In un periodo come questo, che va avanti da un po’ a dire il vero, segnato da una iperproduzione musicale nella scena indie/alternative, per non parlare di tutto il filone post-punk, i lavori migliori il più delle volte provengono da ambienti mainstream o comunque dai vari colossi senza tempo, vedi Depeche Mode, Peter Gabriel, Blur e da ultimo anche i The Church, giusto per citarne qualcuno.

Credit: Danny Clinch

Devo essere sincero, nutrivo la speranza di includere nell’elenco di cui sopra anche quest’ultima fatica dei Pearl jam, soprattutto dopo l’uscita della title track che, a parer mio, non è affatto una cattiva canzone come letto da più parti.

Purtroppo, l’uscita del dodicesimo album dei “dinosauri” di Seattle ha tradito in un certo senso le aspettative relegando questo “Dark Matter” tra gli ascolti meno frequenti. E da fan di Vedder e soci vi assicuro che è difficile dirlo.

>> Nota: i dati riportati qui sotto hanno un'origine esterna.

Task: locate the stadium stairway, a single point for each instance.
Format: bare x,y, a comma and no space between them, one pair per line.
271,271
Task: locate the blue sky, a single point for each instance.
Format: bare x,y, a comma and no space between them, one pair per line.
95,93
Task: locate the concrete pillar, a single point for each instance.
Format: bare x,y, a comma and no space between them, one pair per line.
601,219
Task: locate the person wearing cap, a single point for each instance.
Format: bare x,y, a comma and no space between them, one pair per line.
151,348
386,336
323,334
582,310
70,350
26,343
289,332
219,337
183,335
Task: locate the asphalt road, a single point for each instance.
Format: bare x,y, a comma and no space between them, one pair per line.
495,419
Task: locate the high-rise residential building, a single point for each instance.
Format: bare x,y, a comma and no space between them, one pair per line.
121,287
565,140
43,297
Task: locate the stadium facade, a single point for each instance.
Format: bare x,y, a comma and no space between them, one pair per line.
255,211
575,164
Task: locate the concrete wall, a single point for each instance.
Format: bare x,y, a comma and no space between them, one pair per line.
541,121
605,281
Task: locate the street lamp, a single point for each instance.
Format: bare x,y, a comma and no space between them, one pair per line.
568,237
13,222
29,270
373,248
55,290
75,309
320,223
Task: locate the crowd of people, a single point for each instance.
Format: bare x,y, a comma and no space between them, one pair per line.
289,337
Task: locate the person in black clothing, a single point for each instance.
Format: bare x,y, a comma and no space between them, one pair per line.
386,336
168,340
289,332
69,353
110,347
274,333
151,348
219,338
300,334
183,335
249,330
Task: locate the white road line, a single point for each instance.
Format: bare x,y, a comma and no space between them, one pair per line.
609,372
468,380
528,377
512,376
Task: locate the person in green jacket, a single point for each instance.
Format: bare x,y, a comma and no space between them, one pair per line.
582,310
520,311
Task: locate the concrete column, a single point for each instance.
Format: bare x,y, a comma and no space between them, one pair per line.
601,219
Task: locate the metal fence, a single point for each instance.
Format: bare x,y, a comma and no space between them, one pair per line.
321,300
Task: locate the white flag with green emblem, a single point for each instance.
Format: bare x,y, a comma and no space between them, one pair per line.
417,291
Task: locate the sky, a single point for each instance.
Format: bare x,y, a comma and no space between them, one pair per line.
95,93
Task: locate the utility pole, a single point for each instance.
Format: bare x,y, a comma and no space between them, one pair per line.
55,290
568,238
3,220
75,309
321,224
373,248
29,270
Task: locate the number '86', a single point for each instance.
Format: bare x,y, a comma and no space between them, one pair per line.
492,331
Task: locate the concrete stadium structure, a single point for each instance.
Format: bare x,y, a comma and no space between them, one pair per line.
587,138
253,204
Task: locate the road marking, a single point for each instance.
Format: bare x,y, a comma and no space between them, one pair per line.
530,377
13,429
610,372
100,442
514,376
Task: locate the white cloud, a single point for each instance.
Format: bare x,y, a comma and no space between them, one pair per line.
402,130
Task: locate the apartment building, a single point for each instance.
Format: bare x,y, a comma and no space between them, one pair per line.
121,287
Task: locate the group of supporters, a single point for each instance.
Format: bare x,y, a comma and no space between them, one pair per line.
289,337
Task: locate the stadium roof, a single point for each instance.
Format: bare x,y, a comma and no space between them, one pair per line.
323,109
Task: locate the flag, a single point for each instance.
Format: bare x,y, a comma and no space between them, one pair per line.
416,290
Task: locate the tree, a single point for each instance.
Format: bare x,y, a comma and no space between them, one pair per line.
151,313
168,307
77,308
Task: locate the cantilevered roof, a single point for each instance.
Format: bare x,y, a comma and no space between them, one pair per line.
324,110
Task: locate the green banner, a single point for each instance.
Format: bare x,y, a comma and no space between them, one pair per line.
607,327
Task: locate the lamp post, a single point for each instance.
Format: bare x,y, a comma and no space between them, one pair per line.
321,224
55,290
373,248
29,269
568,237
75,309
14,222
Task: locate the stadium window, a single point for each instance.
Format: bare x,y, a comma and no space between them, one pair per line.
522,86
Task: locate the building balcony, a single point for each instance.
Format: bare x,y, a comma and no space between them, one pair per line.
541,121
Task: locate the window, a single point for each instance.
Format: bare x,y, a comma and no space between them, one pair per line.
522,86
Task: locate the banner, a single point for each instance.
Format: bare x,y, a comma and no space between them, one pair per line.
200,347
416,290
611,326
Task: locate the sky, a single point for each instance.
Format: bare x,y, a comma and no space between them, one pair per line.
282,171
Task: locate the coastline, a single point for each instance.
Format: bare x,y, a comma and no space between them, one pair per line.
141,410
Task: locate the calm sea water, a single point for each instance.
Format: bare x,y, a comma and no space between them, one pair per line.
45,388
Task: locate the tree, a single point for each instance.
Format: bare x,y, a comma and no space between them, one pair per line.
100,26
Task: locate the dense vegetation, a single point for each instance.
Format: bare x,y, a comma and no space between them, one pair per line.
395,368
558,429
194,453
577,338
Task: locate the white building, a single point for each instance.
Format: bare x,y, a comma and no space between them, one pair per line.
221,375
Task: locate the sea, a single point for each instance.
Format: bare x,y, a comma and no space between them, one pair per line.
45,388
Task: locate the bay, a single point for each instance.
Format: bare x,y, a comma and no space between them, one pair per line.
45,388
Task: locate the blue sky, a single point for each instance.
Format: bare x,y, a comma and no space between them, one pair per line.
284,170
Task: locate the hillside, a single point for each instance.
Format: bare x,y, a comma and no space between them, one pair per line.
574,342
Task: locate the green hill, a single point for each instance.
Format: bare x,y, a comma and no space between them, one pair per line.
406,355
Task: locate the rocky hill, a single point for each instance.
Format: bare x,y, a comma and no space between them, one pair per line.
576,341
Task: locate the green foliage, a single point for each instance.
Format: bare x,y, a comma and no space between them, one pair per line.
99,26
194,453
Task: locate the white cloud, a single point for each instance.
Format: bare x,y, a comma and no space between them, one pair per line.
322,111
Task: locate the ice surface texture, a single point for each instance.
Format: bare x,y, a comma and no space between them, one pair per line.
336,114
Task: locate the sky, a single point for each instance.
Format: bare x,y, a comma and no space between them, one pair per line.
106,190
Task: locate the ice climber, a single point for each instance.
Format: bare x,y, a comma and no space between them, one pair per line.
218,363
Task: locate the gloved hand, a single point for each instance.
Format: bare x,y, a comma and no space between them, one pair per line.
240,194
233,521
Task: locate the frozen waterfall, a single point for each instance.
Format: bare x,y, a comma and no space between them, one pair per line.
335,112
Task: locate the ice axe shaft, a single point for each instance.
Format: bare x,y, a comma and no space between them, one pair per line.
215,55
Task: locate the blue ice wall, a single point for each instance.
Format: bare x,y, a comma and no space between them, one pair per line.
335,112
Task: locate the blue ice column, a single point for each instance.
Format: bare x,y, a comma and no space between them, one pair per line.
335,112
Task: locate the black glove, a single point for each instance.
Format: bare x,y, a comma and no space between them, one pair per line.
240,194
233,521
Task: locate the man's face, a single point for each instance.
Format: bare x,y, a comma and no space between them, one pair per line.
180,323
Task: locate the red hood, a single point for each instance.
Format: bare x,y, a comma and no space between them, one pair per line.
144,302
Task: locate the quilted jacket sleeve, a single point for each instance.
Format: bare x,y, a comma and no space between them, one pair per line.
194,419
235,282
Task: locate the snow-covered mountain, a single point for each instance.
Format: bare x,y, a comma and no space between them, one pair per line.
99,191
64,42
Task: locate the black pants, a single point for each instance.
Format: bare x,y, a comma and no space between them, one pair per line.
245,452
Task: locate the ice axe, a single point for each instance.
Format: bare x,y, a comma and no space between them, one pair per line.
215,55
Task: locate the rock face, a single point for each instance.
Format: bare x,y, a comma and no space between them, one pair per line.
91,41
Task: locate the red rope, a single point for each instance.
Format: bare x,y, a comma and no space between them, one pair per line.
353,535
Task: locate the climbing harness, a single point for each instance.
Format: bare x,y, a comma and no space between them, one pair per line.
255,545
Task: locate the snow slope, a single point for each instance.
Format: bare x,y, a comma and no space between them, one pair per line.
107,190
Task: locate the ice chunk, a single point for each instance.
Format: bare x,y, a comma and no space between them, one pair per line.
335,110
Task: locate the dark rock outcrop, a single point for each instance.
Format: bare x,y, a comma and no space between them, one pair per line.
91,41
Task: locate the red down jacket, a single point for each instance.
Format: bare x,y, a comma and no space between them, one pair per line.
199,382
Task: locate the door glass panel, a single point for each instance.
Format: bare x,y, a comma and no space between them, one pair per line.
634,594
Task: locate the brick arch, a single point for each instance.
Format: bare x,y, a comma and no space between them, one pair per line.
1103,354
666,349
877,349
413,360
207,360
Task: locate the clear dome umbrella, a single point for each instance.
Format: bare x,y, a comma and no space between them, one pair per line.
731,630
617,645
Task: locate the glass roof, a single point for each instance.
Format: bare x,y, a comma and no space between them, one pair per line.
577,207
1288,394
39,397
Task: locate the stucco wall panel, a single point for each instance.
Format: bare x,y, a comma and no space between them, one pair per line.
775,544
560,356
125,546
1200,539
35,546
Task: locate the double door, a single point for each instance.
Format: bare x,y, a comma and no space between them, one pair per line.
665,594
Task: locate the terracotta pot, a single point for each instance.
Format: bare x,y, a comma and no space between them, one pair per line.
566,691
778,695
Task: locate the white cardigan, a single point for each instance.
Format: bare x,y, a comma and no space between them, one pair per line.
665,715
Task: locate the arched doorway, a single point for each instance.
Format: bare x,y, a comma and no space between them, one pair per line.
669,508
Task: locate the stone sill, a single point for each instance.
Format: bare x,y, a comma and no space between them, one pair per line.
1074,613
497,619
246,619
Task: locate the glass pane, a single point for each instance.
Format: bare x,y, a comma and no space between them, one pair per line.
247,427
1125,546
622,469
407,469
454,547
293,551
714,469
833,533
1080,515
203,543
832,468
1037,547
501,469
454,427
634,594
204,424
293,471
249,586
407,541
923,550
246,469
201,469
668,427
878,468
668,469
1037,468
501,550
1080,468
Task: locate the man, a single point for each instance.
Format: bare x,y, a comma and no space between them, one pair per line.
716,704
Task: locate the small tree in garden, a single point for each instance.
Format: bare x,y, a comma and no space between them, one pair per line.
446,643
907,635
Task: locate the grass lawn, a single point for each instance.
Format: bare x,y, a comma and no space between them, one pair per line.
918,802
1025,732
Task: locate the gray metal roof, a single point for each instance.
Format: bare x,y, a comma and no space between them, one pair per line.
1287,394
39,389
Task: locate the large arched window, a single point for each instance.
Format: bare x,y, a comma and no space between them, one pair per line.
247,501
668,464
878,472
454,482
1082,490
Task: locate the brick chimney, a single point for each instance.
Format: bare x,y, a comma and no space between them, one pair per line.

Nemmeno l’esplosivo duetto d’apertura, formato da “Scared of Fear” e dalla punkiana “React, Respond”, è riuscito a fare presa nella mia anima da “grunger”, facendomi piombare in un climax avvolto da tiepida tristezza ma da tantissima malinconia.

Anche se musicalmente il nuovo disco riprende il sound tracciato da “Gigaton”, non condivide con quest’ultimo la dovuta potenza e soprattutto la produzione facendolo di gran lunga preferire al neolavoro, a mio modo di vedere, praticamente su tutto. Complice anche la richiamata produzione affidata al giovane Andrew Watt (Ozzy Osbourne, Rolling Stones) che già abbiano avuto modo di conoscere in occasione dell’album solista di Vedder , “Earthling” del 2022.

Anche in “Dark Matter” ho ritrovato quel mood che proprio non sono riuscito a digerire nonostante nella tracklist siano presenti ottimi pezzi come il midtempo di “Wreckage”, con il suo incedere southernblues, ma anche il pop rock di “Won’t Tell” e, soprattutto “Waiting For Stevie” composta in studio da Eddie mentre aspettava Stevie Wonder per realizzare un duetto nel cennato album solista.

La voce di Vedder non sembra perdere colpi come anche le chitarre di Gossard e McCready che deliziano con ottimi riff ancorché a volte sembrano voler essere solo dei riempitivi come ad esempio nei finali del richiamato binomio di apertura, come anche in “Got To Give”.

Nulla da eccepire per quanto riguarda la sezione ritmica affidata a Jeff Ament e Matt Cameron, soprattutto quanto c’è bisogno di alzare i decibel come nei poco più dei due minuti della tiratissima e poderosa “Running”. I minuti diventano quasi sei invece nella “sperimentale” e ipnotica “Upper Hand” che si candida tra le migliori del full-length e fa da contraltare alla dimenticabile “Something Special”…siamo sicuri che siano i Pearl Jam?!

La rassicurante e toccante “Setting Sun” mette il sigillo a “Dark Matter”, un disco che raggiunge senza alcuna fatica la piena sufficienza, ed anche qualcosina di più, ma che ben poteva essere un disco migliore per una storica e longeva band come i Pearl Jam.